Wie ich von der Stenografin zur Fotografin wurde

Graduation

„Wie bist du zur Fotografie gekommen?“ Das werde ich immer wieder gefragt. Es ist kaum zu glauben, aber früher habe ich nicht einmal gedacht, dass ich künstlerisch begabt bin. Mein Weg zur Fotografie war für mich bis 2009 undenkbar. Ich hatte nie gedacht, dass ein Beruf mich so glücklich machen könnte und dass ich meine Arbeit so lieben würde.

Aufgewachsen wie in einem Schwarz-Weiß-Film

Ich bin in einem kleinen Dorf in der Nähe von Halle/Saale aufgewachsen, wo die Welt ziemlich grau war. 

das bin ich als Baby

Solange wir nicht darüber nachdachten, dass wir auch anders leben könnten, hatten wir eine unbeschwerte Kindheit. Ich bin auf einem Bauernhof, zusammen mit meiner ein Jahr jüngeren Schwester, Sandra, aufgewachsen. Wir hatten immer Freunde mit denen wir im Dorf unterwegs waren. Durch den Verkauf von landwirtschaftlichen Erzeugnissen und das Aufziehen von Hühnern, Gänsen, Enten, etc. ging es uns im Vergleich zu städtischen Kindern richtig gut. Wir hatten alles, was wir brauchten.

Mit 15 Jahren, in der 9. Klasse, musste man sich nach einer Lehrstelle umschauen. Ich wurde vom Staat dazu verpflichtet, “Facharbeiter für Schreibtechnik” (Stenotypistin) zu werden. Das wurde ich dann auch. Die Lehre, also Stenografie und Schreibmaschine lernen, war eine Qual, doch irgendwann fing ich tatsächlich an, das zu mögen.

Das Leben war farblos: die Häuser waren grau, die Städte waren grau, es gab einfach keine Farbe. Über Halle lag jeden Morgen eine Glocke aus Smog, so dass man wie im Nebel lief. Es roch nach Kohleabgasen und manchmal kam mit dem Wind der Chemiegeruch aus Buna/Leuna/Bitterfeld.

Über den Dächern von Halle/Saale

Vielleicht ist das der Grund, warum ich heute Farben so liebe.
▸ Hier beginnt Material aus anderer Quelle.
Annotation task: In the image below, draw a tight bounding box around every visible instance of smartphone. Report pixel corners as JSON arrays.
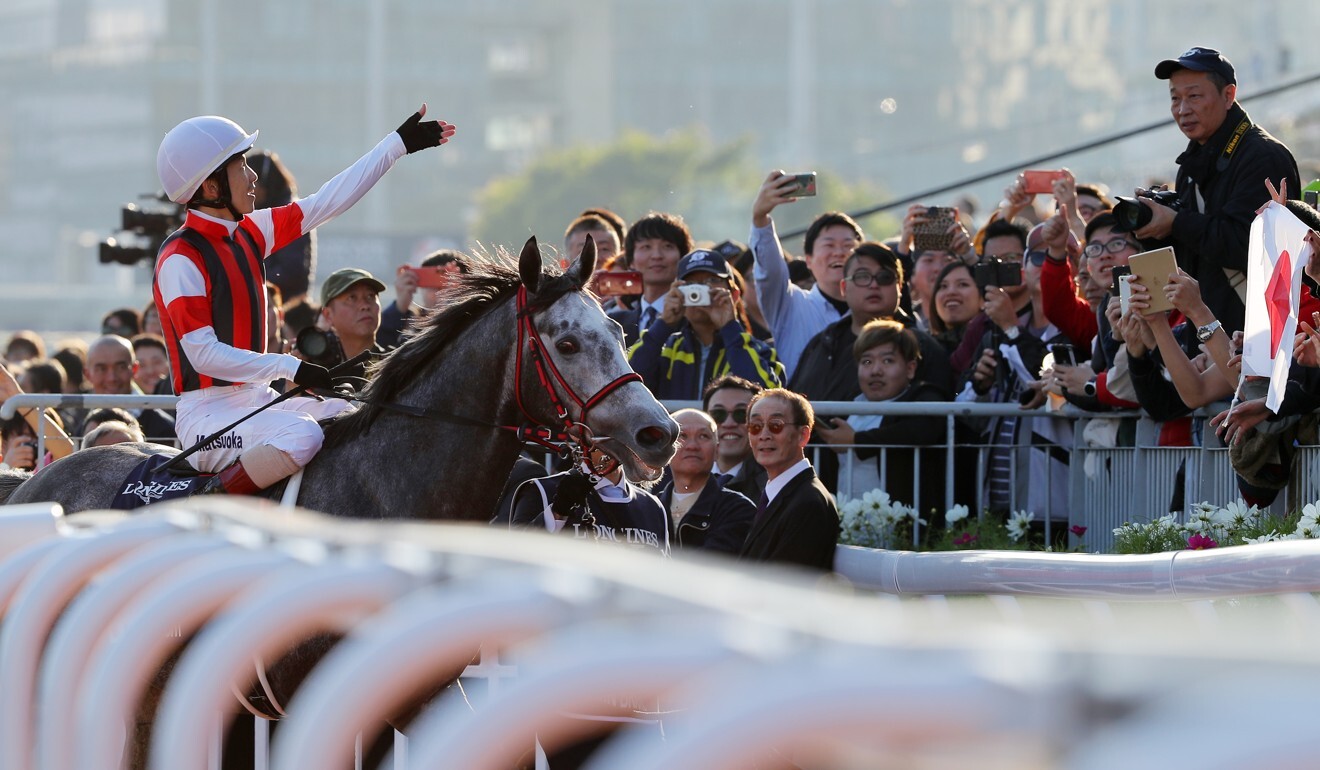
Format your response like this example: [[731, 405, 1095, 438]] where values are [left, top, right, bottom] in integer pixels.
[[972, 259, 1022, 291], [912, 206, 958, 251], [1049, 342, 1077, 366], [408, 265, 458, 289], [1109, 264, 1133, 297], [784, 172, 816, 198], [1022, 169, 1064, 195], [591, 269, 642, 297]]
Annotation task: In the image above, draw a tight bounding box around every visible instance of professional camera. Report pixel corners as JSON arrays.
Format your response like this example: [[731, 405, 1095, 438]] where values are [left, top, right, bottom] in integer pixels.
[[293, 326, 346, 368], [972, 259, 1022, 291], [100, 194, 183, 264], [1114, 190, 1183, 232], [678, 284, 710, 308]]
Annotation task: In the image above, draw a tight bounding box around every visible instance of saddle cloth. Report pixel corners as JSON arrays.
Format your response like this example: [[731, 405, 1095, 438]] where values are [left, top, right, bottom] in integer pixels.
[[110, 454, 211, 511]]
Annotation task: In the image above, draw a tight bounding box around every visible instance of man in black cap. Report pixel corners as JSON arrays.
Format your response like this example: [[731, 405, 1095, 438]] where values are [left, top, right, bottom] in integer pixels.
[[628, 248, 784, 400], [1135, 48, 1302, 334]]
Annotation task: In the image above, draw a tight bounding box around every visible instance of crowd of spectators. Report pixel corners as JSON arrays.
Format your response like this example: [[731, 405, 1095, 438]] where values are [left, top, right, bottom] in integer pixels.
[[3, 49, 1320, 568]]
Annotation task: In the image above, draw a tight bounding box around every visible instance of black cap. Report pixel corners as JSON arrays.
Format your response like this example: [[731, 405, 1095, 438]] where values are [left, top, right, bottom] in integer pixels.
[[678, 248, 729, 279], [1155, 48, 1237, 85]]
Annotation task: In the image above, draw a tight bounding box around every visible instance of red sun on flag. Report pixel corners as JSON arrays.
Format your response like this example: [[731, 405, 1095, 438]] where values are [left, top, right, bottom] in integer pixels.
[[1265, 250, 1292, 358]]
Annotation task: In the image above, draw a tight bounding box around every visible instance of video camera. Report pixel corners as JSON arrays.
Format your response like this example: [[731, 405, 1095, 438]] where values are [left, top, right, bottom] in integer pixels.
[[1114, 190, 1183, 232], [99, 193, 185, 265]]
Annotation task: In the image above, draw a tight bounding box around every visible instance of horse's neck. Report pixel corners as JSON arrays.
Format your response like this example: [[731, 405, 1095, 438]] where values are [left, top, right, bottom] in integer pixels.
[[301, 298, 519, 520]]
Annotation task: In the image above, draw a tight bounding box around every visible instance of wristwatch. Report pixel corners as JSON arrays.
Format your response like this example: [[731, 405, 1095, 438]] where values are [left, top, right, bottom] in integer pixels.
[[1196, 320, 1224, 342]]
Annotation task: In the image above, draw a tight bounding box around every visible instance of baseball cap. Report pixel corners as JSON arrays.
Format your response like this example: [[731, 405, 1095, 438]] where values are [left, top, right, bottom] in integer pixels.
[[678, 248, 729, 279], [1155, 46, 1237, 85], [321, 267, 385, 306]]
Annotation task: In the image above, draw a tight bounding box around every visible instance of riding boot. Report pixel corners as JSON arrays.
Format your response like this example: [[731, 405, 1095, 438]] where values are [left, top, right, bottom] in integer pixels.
[[197, 460, 261, 495]]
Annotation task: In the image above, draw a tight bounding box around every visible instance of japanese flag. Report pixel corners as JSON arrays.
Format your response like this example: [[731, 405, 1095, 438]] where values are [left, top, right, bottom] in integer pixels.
[[1242, 201, 1311, 413]]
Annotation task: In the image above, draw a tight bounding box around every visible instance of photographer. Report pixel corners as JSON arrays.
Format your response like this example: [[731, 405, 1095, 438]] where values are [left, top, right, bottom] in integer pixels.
[[1135, 48, 1302, 332], [957, 219, 1072, 528], [628, 248, 784, 400]]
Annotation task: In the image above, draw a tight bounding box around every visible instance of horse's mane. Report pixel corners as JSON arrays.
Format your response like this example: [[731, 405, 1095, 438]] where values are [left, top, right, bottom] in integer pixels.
[[325, 255, 582, 448]]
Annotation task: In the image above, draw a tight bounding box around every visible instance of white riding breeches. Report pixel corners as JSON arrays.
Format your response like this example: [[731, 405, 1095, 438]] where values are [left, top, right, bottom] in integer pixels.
[[176, 383, 355, 473]]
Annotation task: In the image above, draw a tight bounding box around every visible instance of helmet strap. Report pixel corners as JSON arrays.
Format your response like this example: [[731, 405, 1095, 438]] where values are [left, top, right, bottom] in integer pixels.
[[189, 153, 243, 222]]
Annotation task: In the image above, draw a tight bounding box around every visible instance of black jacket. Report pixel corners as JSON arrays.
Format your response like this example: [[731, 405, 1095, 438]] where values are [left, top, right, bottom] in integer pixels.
[[1170, 104, 1302, 332], [741, 468, 840, 569], [788, 316, 953, 402], [659, 475, 756, 555]]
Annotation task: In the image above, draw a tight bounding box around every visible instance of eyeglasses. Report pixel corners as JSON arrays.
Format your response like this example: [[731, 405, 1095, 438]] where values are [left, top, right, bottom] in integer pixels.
[[1082, 238, 1133, 256], [706, 407, 747, 425], [747, 420, 797, 436], [847, 269, 899, 288]]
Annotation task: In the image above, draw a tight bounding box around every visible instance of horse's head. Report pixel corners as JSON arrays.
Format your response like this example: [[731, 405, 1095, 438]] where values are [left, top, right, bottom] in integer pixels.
[[519, 238, 678, 481]]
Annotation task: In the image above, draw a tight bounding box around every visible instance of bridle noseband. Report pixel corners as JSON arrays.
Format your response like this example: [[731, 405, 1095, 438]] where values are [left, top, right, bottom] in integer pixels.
[[508, 285, 642, 460]]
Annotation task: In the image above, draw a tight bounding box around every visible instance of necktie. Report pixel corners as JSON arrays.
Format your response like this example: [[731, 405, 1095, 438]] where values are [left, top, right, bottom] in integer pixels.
[[751, 491, 770, 527]]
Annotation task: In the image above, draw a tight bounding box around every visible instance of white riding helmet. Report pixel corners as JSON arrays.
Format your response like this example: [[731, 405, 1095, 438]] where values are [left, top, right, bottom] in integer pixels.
[[156, 115, 259, 203]]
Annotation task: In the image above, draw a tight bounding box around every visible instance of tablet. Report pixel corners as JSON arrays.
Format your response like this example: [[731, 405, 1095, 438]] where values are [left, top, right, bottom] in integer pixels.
[[1127, 246, 1177, 313]]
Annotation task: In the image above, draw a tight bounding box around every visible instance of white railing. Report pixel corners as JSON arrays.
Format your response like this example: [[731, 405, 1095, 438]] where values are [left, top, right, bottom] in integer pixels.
[[0, 498, 1320, 770]]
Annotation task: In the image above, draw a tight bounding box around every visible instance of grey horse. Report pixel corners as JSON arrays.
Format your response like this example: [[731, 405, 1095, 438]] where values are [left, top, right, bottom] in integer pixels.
[[0, 238, 678, 767], [0, 238, 677, 520]]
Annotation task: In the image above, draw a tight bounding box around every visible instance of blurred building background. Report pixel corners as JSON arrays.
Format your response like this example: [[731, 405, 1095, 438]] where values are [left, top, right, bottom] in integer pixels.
[[0, 0, 1320, 329]]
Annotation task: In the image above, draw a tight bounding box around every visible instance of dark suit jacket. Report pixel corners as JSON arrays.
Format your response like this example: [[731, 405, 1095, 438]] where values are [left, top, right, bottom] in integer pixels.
[[741, 468, 840, 569], [657, 475, 756, 555], [725, 453, 766, 503]]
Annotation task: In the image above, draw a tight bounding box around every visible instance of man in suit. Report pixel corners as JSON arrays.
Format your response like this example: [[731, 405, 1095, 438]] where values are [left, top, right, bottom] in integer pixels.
[[702, 374, 766, 501], [742, 388, 840, 569], [607, 211, 692, 347]]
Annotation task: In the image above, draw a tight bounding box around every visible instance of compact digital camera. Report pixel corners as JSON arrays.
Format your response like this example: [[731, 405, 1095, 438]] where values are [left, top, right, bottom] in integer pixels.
[[678, 284, 710, 308], [972, 259, 1022, 289]]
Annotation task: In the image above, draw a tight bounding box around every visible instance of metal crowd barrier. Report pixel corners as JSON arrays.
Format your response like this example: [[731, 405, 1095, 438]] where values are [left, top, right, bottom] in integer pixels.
[[0, 395, 1298, 552], [0, 498, 1320, 770]]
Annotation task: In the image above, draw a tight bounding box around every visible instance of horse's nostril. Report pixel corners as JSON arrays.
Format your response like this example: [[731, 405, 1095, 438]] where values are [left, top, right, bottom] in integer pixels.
[[638, 425, 671, 448]]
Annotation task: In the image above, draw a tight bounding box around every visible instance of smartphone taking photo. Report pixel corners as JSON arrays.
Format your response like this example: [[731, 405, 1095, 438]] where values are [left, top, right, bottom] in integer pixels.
[[784, 172, 816, 198]]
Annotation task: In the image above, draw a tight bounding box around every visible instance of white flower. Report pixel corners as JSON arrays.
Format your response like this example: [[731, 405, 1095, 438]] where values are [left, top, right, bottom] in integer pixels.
[[1005, 511, 1036, 543], [944, 505, 972, 526], [1298, 503, 1320, 530]]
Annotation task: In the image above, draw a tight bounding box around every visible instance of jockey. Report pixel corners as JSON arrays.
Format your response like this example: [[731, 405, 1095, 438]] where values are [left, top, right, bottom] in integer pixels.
[[153, 104, 454, 494]]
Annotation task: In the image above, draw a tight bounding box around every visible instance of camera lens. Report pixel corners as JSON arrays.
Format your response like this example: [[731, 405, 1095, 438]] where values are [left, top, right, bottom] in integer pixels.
[[1114, 195, 1151, 232], [293, 326, 330, 358]]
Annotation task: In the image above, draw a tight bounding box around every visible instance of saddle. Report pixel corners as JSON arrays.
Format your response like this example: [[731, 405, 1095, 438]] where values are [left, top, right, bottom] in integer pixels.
[[110, 454, 213, 511]]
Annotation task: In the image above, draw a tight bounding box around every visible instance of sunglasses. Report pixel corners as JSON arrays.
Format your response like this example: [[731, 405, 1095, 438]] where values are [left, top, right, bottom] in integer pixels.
[[747, 420, 797, 436], [706, 407, 747, 425]]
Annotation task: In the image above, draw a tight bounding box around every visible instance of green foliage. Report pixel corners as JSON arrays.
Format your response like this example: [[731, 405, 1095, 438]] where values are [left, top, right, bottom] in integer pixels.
[[471, 128, 898, 254]]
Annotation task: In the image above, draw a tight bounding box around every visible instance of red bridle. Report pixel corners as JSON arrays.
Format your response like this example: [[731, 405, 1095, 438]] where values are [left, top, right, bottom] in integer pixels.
[[513, 287, 642, 456]]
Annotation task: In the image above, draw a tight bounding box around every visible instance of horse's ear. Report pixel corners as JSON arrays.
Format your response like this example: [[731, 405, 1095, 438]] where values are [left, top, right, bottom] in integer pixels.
[[517, 235, 541, 295], [577, 234, 595, 287]]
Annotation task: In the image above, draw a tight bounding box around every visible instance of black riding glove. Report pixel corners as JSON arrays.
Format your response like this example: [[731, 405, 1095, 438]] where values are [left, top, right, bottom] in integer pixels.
[[293, 361, 334, 390], [397, 111, 453, 155]]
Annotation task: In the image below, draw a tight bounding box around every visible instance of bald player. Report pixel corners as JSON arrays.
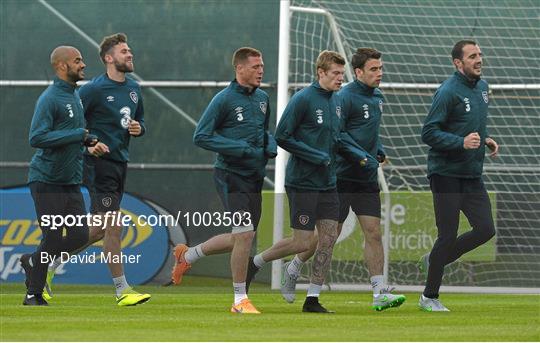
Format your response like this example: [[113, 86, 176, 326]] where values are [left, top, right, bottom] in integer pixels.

Der Mauerfall und meine Erkenntnis: es gibt auch Farbe im Leben

Bevor 1989 die Mauer fiel, flüchteten mein damaliger Freund und ich in den “goldenen Westen”. Die Familie blieb zurück. Wir wussten zu diesem Zeitpunkt nicht, ob wir uns jemals wiedersehen würden. Aber kurze Zeit später fiel die Mauer zwischen Ost- und Westdeutschland.

Die vielen Eindrücke und das Überangebot an Waren im Supermarkt erschlugen uns auf der einen Seite. Auf der anderen Seite war dies eine Erfahrung, die wir bald nicht mehr missen wollten. Wir konnten plötzlich kaufen, was wir wollten.

Nachdem wir viele Hürden überwunden und tolle Menschen kennengelernt hatten, sind wir in Mannheim sesshaft geworden, fanden schnell gute Arbeit und entdeckten die Freiheit im so “bösen Kapitalismus” (so wurde es uns in der Schule beigebracht).

Halle/Saale

Halle/Saale heute

Von Mannheim ging es 1991 wieder zurück nach Halle, wo ich die Ausbildung zur Fremdsprachensekretärin machte, um einen guten Abschluss für meine zukünftige Karriere zu haben. Ich arbeitete in Leuna mit vielen Franzosen zusammen, die dort eine Erdölraffinerie aufbauten. Nachdem diese Baustelle im Jahr 1997 beendet war, bewarb ich mich in Paris, um mein Französisch zu vertiefen. Es klappte schnell mit einer Stelle als Sekretärin. Meine Freundin Emma, die ich auf der Baustelle kennengelernt hatte, stellte mir ihre Wohnung zur Verfügung bis ich meine eigene gefunden hatte.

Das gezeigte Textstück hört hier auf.